You might be an avid outdoor enthusiast. Or, you might not have any wilderness experience at all. Outdoor Orientation is a perfect fit either way—if you’re ready for personal growth and adventure using the wilderness as your classroom.
Start with adventure.
The Montreat College Freshman Outdoor Orientation Trip (MCFOOT) is an outdoor adventure program that allows incoming freshmen to build relationships with fellow classmates as you hike, climb, and camp in the beautiful wilderness of the Southern Appalachian Mountains. You’ll spend time focusing on your relationship with God, others, yourself, and your natural surroundings as you journey in His creation. Our experienced instructors are committed to providing an exciting learning environment, and all leaders are trained in technical skills, wilderness first aid, and group development. Join us, and you can start off your college experience with world-class outdoor activities, push yourself to learn the true meaning of character, and have a great time!
All the details
To participate in MCFOOT, you’ll arrive on campus earlier than other new students. You’ll also participate in the traditional Welcome Week Orientation. MCFOOT runs from August 11-15. Welcome Week will begin on August 16. *While MCFOOT gives priority to incoming freshmen, transfer students may apply in case available spaces remain.

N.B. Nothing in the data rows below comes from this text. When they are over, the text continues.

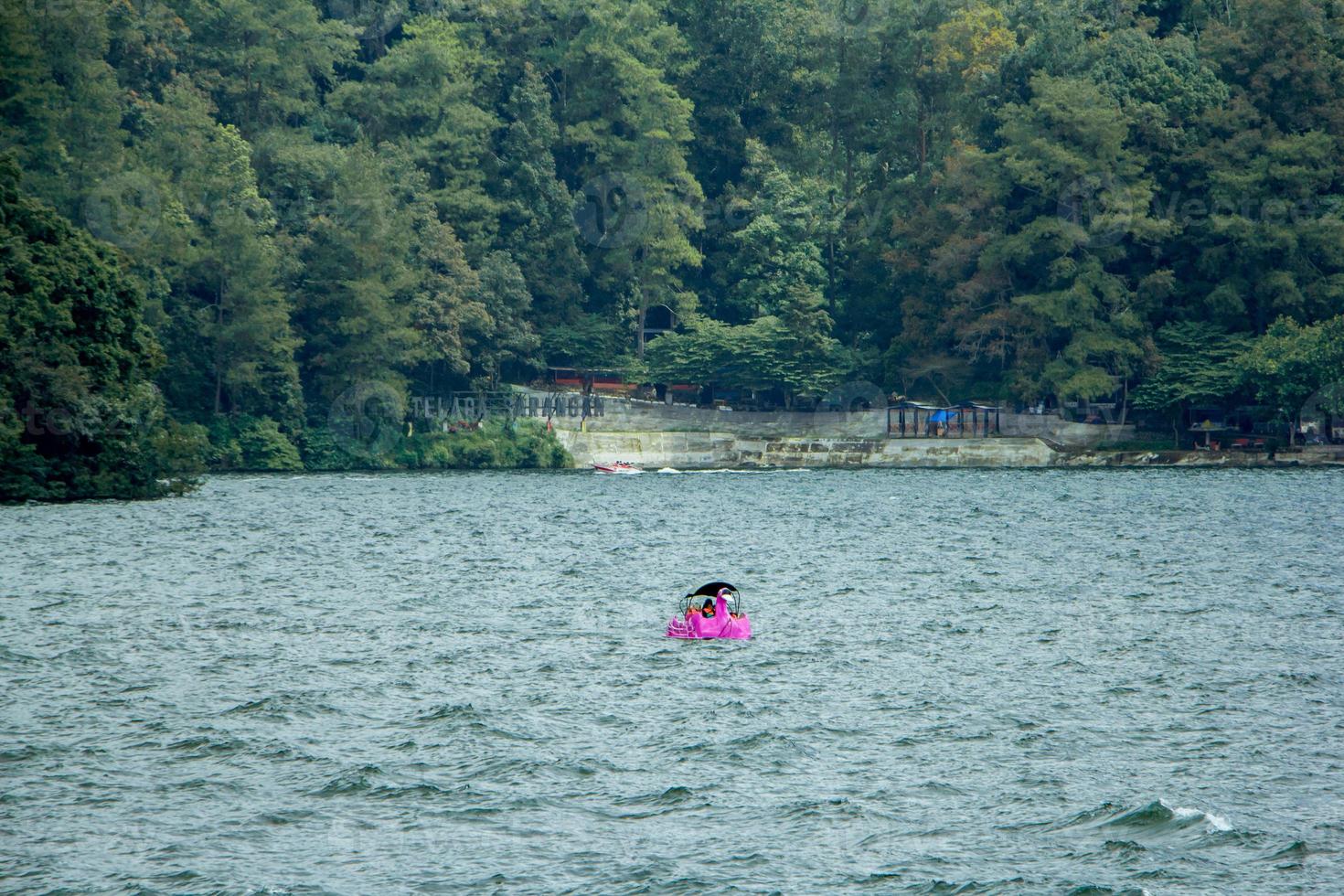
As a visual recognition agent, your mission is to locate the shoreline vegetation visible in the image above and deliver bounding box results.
[0,0,1344,501]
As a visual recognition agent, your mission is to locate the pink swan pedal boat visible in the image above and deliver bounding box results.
[667,581,752,641]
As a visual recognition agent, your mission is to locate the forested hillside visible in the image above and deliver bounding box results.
[0,0,1344,494]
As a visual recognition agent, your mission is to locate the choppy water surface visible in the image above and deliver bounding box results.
[0,472,1344,893]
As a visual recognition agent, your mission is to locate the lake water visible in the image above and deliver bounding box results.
[0,470,1344,893]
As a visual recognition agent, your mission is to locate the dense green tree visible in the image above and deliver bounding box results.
[0,157,195,501]
[495,65,587,326]
[1135,323,1252,446]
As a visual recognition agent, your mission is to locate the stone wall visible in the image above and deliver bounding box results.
[558,429,1055,470]
[518,392,1135,447]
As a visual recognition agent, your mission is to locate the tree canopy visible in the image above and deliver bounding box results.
[0,0,1344,491]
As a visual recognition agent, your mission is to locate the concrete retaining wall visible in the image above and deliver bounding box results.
[558,430,1055,470]
[521,392,1135,446]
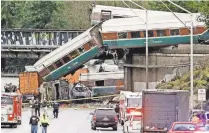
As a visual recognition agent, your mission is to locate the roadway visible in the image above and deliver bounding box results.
[1,109,122,133]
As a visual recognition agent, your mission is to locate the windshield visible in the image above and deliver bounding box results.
[133,115,142,121]
[1,97,13,104]
[173,123,196,131]
[127,98,141,107]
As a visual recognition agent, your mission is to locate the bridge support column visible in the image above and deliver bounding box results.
[124,47,209,92]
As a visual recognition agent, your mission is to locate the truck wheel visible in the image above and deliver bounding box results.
[113,126,118,131]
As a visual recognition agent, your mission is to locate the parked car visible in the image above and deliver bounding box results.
[90,108,118,131]
[168,122,201,133]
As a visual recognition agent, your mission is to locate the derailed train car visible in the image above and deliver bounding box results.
[33,24,102,82]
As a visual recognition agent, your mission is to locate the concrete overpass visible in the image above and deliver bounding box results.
[1,29,84,77]
[124,45,209,91]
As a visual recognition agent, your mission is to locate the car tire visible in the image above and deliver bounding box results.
[113,126,118,131]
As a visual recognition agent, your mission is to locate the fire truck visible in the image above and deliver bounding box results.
[1,93,22,128]
[119,91,142,125]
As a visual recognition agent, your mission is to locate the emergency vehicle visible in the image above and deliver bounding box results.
[119,91,142,125]
[1,93,22,128]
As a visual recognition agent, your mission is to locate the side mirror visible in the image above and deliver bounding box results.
[89,112,94,115]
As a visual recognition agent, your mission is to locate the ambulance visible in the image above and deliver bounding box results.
[1,93,22,128]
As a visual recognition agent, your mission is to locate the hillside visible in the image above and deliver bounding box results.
[157,62,209,94]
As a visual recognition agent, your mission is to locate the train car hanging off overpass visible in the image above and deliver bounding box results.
[34,25,102,81]
[34,5,209,81]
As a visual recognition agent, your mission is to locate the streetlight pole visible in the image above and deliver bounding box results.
[129,0,149,89]
[167,0,194,109]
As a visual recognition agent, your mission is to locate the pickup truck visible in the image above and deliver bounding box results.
[124,89,189,133]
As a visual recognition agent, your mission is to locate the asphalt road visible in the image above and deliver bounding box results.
[1,109,122,133]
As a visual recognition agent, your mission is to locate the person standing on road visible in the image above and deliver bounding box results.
[192,114,200,124]
[53,101,59,118]
[29,97,35,115]
[35,99,41,117]
[115,104,120,119]
[40,114,49,133]
[43,99,48,117]
[29,112,39,133]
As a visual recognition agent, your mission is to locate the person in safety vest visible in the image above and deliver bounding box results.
[29,97,35,115]
[40,114,49,133]
[29,112,39,133]
[35,99,41,117]
[205,120,209,131]
[115,104,120,119]
[192,114,200,124]
[53,101,59,118]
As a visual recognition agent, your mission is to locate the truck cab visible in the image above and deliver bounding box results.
[1,93,22,128]
[119,91,142,125]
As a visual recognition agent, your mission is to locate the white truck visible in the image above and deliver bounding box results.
[123,89,189,133]
[119,91,142,125]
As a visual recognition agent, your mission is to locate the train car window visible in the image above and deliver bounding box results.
[143,30,154,38]
[78,46,85,53]
[156,30,166,36]
[55,60,62,68]
[170,29,180,36]
[101,10,112,21]
[39,68,49,77]
[70,50,79,59]
[131,31,140,38]
[62,55,70,63]
[83,43,91,51]
[47,64,55,72]
[118,32,128,39]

The MCFOOT program costs $500. This includes group equipment, permits, food, transportation during the program, and lodging on campus the night before student check-in. A $100 non-refundable deposit is required by June 15 to reserve a spot.
Submit your $100 non-refundable deposit, application, and forms to:
Attn: Jane Carter, Box 807
PO Box 1267
Montreat, NC 28757
828.669.8012, ext. 3538
Application form (PDF) »
College medical form (PDF) »
Assumption of Risk form (PDF) »
MCFOOT students can waive one Physical Education credit due to their participation in the program–another great reason to sign up!
Important Note on Risk
McFOOT is a physically challenging course, but possible for participants in average physical condition. Challenge and risk are part of the teaching methodologies of the program, and although managed to provide as much safety as possible, all risks cannot be removed.